On the James' Kearney farm, Ambrose Samuel, born into slavery, was at the age of eighteen still laboring as the family servant in a practical state of slavery, in 1875, ten years after emancipation. "He was still illiterate. He received no education," Stiles says.
"Meanwhile, Perry Samuel, who was a mixed-race child (probably fathered by Reuben Samuel, the James brothers' stepfather, or by Frank or Jesse James), was working at age eleven and was listed in the census as a servant. He was, again, being raised in a practical extension of slavery.
"This is the family's and Jesse James' view of racial relations in society.

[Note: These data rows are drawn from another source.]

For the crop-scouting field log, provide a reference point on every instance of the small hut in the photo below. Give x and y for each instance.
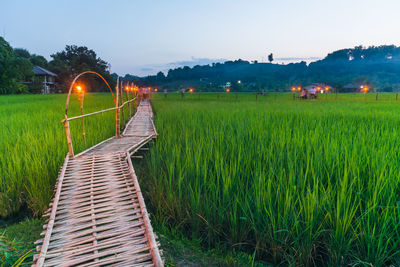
(46, 78)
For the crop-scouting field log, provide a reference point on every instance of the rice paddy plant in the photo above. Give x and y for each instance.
(33, 144)
(301, 182)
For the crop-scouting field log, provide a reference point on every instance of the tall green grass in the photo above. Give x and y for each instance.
(299, 182)
(33, 144)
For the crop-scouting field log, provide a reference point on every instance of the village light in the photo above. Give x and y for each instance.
(79, 89)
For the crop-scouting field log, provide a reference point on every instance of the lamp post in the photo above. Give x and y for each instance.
(81, 96)
(127, 97)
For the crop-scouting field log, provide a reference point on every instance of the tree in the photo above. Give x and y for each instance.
(40, 61)
(13, 70)
(20, 52)
(270, 58)
(76, 59)
(160, 76)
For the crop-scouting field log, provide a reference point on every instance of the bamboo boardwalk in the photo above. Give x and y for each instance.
(98, 216)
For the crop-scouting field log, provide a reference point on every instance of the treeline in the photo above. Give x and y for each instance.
(16, 69)
(378, 66)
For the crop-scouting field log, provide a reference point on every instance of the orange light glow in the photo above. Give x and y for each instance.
(79, 89)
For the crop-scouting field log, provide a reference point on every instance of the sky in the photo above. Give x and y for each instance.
(146, 36)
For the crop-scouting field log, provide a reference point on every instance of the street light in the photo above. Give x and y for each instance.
(81, 97)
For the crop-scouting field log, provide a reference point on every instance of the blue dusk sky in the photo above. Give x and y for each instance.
(143, 37)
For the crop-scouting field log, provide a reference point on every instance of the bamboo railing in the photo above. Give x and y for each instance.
(118, 109)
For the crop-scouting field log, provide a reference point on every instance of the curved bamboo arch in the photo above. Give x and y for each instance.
(72, 86)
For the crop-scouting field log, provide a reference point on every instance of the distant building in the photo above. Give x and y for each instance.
(357, 87)
(318, 88)
(45, 78)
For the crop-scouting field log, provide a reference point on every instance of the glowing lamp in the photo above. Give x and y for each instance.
(79, 89)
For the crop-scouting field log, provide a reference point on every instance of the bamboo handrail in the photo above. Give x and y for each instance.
(97, 112)
(118, 108)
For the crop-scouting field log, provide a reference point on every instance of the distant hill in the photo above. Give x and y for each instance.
(377, 65)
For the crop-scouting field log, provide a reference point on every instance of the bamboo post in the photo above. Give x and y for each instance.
(117, 111)
(121, 96)
(68, 134)
(82, 119)
(129, 103)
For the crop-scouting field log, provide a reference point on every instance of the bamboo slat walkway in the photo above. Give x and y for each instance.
(98, 216)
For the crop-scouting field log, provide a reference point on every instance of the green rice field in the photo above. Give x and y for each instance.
(292, 182)
(33, 145)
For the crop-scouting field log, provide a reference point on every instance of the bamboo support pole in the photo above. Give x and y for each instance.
(68, 135)
(82, 118)
(122, 108)
(117, 129)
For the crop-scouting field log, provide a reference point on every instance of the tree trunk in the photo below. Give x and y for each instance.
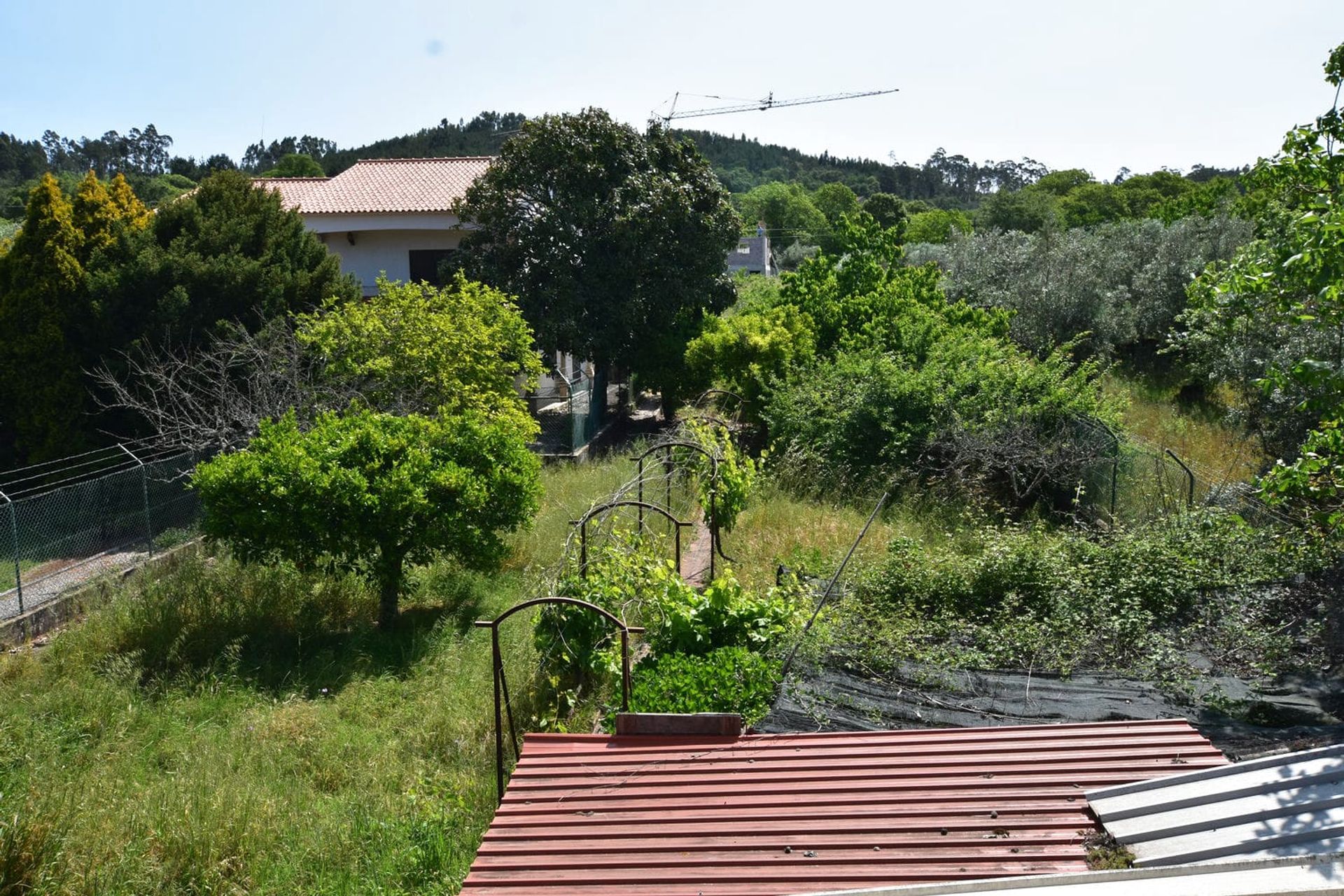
(388, 589)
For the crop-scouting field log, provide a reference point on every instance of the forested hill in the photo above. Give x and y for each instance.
(944, 181)
(741, 163)
(482, 136)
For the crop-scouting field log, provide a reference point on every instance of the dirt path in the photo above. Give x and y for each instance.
(695, 558)
(57, 577)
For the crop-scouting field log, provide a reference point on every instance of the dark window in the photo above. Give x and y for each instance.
(425, 264)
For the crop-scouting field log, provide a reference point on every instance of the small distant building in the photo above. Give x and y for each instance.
(752, 255)
(386, 216)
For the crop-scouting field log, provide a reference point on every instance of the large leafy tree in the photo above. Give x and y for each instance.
(420, 348)
(1272, 318)
(1288, 286)
(372, 492)
(41, 298)
(613, 241)
(790, 214)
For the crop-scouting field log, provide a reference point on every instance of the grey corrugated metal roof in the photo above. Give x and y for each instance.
(1288, 805)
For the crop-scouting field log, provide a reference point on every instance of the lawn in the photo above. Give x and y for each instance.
(220, 729)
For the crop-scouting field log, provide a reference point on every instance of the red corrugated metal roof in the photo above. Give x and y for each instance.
(772, 814)
(384, 186)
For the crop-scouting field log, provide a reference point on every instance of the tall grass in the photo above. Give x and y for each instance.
(1198, 431)
(812, 536)
(223, 729)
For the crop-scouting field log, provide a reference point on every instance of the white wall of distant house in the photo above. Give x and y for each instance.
(372, 245)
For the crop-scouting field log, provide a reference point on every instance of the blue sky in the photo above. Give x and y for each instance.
(1094, 85)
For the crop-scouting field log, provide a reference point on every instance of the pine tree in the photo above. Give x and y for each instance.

"That's the sort of thing we've forgotten," Stiles says. "Even some very well-researched books about Jesse James will maybe mention the fact the family had slaves and then skips right over it. I devote an entire chapter to finding out who they were, trying to re-create their lives to the extent that we can and then asking the question how did this affect them and their view of the world. It's central to everything.
"But of course slavery is an uncomfortable question because everybody, even people who romanticize the Confederacy, accept that slavery is wrong. So it's an embarrassment to people. It's much more enjoyable to think of the Civil War as a battle between two sides that are both noble and both brave and both right.
"It's not that there wasn't a lot of bravery and honor on both sides, but the cause is very stark.
"That's the battle that Jesse James waged."
And he succeeded. By the time of James' death in 1882, Missouri, which was a Union state before the war, had become a state run by Southern, or Confederate, Democrats. The pro-Reconstruction Republicans had been removed from office.
Outside his home in St. Joseph, after the news came that the man killed in the house on the corner of Thirteenth and Lafayette was the outlaw Jesse James, a shout went up from the crowd.